I recently encountered a bar chart that compared counts of an ordinal variable (age range) across two categorical variables (binary gender). The fill behavior/color was interesting: the length of each bar corresponded to the counts of the larger level, but the fill showed the the counts of the smaller level + the remainder of the larger level. I was able to recreate the chart with a fair amount of reshaping, but I'd like to abstract this into a simpler process. Is it easiest to create a new Geom? a new Stat? A separate shaping function?
An example of the code and final plot is below:
library(tidyverse)
library(zeallot)
library(glue)
df <- tibble(
x1 = c("A", "A", "B", "B", "C", "C"),
x2 = c("M", "F", "M", "F", "M", "F"),
x3 = c(10, 15, 20, 30, 40, 30)
) %>%
group_by(x2, x1) %>%
summarize(estimate = sum(x3)) %>%
ungroup() %>%
spread(x2, estimate) %>%
mutate(larger = if_else(`F` > `M`, "Larger F", "Larger M")) %>%
gather(x2, estimate, `F`:`M`, -x1, -larger)

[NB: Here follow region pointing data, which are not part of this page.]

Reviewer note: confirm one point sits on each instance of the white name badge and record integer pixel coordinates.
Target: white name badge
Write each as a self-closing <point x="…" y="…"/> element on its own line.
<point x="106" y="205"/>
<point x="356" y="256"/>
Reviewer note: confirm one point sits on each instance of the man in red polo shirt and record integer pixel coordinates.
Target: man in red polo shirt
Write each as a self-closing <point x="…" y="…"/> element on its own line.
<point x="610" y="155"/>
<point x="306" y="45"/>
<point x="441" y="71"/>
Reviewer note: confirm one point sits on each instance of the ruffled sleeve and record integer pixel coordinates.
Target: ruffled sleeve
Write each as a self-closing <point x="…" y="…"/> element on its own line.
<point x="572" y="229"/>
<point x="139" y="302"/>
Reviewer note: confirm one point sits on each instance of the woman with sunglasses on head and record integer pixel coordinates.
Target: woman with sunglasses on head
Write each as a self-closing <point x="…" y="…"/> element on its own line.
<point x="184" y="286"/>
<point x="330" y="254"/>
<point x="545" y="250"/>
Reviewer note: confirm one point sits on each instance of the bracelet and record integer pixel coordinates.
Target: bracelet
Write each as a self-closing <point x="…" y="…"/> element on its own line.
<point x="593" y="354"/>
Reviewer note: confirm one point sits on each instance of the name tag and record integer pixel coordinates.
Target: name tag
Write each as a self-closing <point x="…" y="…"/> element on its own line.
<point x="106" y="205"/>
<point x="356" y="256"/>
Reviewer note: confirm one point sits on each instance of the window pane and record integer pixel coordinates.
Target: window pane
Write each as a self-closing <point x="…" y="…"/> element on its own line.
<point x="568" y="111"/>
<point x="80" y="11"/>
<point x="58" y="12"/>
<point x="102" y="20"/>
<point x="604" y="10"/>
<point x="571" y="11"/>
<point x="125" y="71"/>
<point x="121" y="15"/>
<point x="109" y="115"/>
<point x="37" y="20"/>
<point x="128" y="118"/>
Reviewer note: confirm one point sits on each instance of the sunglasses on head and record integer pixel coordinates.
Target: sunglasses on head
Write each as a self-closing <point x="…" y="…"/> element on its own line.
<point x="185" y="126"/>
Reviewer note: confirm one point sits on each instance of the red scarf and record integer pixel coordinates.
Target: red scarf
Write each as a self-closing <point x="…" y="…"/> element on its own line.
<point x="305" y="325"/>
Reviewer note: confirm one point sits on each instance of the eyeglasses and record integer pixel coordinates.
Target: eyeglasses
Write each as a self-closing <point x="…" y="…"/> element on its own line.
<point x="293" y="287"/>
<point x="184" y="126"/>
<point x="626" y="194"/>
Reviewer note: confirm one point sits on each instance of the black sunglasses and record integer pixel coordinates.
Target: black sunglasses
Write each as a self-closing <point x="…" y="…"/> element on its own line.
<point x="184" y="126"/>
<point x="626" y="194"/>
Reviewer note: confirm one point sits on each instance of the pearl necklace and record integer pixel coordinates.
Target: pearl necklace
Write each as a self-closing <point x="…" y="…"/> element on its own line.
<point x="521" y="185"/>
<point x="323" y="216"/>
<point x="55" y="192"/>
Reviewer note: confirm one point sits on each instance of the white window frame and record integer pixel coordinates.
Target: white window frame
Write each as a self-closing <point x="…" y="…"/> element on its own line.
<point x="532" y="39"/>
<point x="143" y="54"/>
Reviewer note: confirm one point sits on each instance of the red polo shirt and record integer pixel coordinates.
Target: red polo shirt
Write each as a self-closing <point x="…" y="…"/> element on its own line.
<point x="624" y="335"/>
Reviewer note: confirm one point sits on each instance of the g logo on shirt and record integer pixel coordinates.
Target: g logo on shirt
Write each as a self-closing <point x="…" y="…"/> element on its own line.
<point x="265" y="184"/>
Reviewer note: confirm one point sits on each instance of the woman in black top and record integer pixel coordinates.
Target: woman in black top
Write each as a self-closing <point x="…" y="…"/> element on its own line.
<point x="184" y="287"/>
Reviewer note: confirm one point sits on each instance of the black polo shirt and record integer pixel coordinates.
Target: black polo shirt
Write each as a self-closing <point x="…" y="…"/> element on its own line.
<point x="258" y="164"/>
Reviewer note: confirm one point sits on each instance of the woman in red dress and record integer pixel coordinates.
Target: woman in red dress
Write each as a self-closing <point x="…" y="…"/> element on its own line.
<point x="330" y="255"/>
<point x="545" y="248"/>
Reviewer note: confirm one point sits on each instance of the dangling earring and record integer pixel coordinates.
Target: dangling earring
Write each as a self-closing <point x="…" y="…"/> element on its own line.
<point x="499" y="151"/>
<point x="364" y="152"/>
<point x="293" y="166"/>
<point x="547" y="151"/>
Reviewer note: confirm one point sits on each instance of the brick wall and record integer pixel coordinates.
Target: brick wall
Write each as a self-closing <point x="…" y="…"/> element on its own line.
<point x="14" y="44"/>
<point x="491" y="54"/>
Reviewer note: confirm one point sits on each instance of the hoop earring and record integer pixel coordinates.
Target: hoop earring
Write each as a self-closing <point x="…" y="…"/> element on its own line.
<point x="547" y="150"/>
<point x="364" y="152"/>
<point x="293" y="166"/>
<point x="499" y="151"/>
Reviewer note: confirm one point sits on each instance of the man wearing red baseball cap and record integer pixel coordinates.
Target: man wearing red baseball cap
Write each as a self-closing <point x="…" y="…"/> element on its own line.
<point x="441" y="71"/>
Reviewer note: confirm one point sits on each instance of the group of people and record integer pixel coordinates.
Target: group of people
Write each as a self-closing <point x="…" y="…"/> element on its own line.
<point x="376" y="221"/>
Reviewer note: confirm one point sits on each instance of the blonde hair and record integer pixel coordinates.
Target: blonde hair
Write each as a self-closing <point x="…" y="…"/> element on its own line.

c(fdf, mdf) %<-% split(df, f = df$x2)
names(mdf) <- glue("m_{names(mdf)}")
names(fdf) <- glue("f_{names(fdf)}")
df2 <- bind_cols(mdf, fdf) %>%
rowwise() %>%
mutate(larger = if_else(m_estimate > f_estimate, "Male", "Female"),
total_est = m_estimate + f_estimate,
min_pop_est = min(m_estimate, f_estimate)) %>%
mutate(remainder_est = max(m_estimate, f_estimate) - min_pop_est)
df3 <- df2 %>%
select(group = f_x1, larger, min_pop_est, remainder_est) %>%
gather(fill_col, value, min_pop_est:remainder_est, -group, -larger) %>%
unite("fill_col", c("larger", "fill_col"), sep = "_") %>%
mutate(fill_col = recode(
fill_col,
"Female_min_pop_est" = "min_pop_est",
"Male_min_pop_est" = "min_pop_est"))
ggplot(df3, aes(x = group, y = value, fill = fill_col)) +
geom_col() +
coord_flip()